La petite rivière mêle ses eaux claires aux eaux grises du grand cours d’eau des Alpes, après avoir ainsi répandu la richesse et la vie dans une gorge superbe, qui ne semblait guère se prêter à la grande industrie. Seuls, parmi les cours d’eau travailleurs, le Furens et la Durolle pourraient lui être comparées ; encore, ces deux derniers torrents n’ont pas d’usines aussi vastes. On a vu que la Fure doit sa puissance au grand bassin de Paladru ; ce beau lac, ignoré de la masse du public, joue donc un rôle considérable dans l’économie sociale du Dauphiné.

C’est à ses cours d’eau sans nombre, parfois alimentés par d’inépuisables réserves de neiges et de glaces, mais aménagés avec soin par les industriels, que cette belle province, ou plutôt le département de l’Isère, doit sa prospérité et le nombre de ses manufactures. Nous avons déjà vu[3] comment Vienne a su utiliser la Gère et Bourgoin la Bourbre. Mais Voiron avec la Morge, Vizille avec la Romanche, les bourgs du Graisivaudan avec les torrents descendue des névés de Belledonne, n’ont pas fait montre de moins d’initiative. Et bien des eaux encore peuvent être captées et accroître la richesse du pays.

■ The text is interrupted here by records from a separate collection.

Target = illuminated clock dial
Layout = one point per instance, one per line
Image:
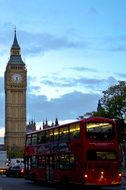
(16, 78)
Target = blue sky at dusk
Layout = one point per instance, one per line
(73, 51)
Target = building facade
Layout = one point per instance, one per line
(15, 84)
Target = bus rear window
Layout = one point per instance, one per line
(99, 131)
(101, 155)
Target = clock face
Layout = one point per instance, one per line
(16, 78)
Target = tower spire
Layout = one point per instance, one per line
(15, 48)
(15, 56)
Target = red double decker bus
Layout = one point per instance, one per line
(84, 152)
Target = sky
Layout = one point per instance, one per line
(73, 51)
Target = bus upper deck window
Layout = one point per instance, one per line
(56, 134)
(74, 131)
(99, 131)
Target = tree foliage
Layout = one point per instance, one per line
(114, 101)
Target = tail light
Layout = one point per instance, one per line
(120, 174)
(85, 176)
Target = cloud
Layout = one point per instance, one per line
(44, 42)
(92, 83)
(68, 106)
(92, 11)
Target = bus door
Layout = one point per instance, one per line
(49, 168)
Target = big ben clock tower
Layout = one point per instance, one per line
(15, 83)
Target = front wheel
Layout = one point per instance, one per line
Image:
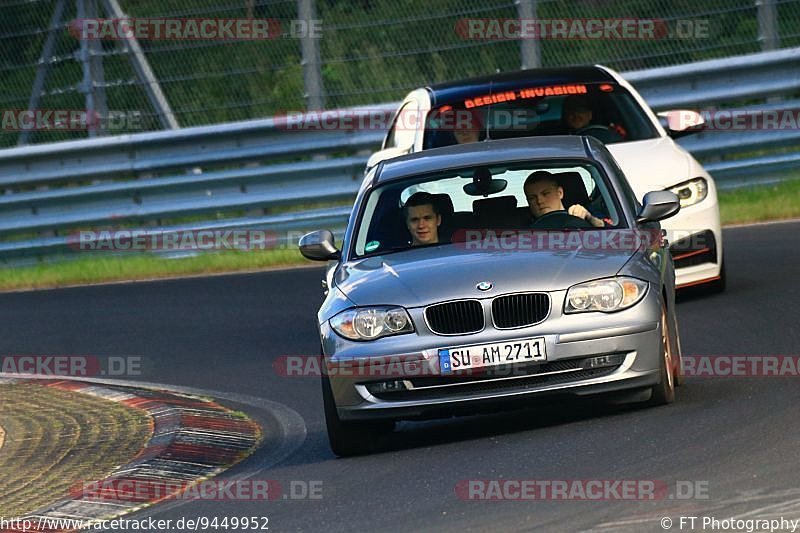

J’achève ces lignes à Tullins, avant de prendre le train qui me permettra de rentrer à Vienne. La nuit est venue, très profonde ; sur le ciel étoilé se détache en noir, très nette, l’arête régulière du Vercors. Un bruit monte de la superbe plaine plantée d’innombrables noyers, c’est l’Isère qui fuit vers le Rhône, sans grande utilité pour la navigation presque nulle, sans bénéfice pour l’industrie.

Cet énorme torrent aux eaux grises, s’il était aménagé comme la Romanche, pourrait donner par centaines de mille les chevaux-vapeur à l’industrie.

  1. Voir 2e série du Voyage en France, pages 297 et suivantes.
  2. D’après une communication faite au Congrès des sociétés savantes de 1806, le premier document qui mentionna ces forges est de 1283. Elles se multiplièrent beaucoup au quinzième et au seizième siècle. Un assez grand nombre de titres permettent de suivre là les progrès de l’industrie du fer en même temps que celle de papier. « Il n’y a d’ailleurs rien d’ailleurs rien que la fabrication des armes ait une grande importance dans une région où la métallurgie est aussi répandue. Rives était, en effet, renommée pour son acier, et les épées qu’on y trempait jouissaient d’une grande réputation. » M. Giraud, conservateur du musée de Lyon, auteur du mémoire sur ce sujet, pense que cette industrie a pu remonter jusqu’à l’époque où les sarrasins étaient maîtres du pays.
  3. 7e série du Voyage en France, chapitre sur Vienne, pages 106 et suivantes ; 8e série, chapitres sur la Hollande du Dauphiné, pages 138 et suivantes.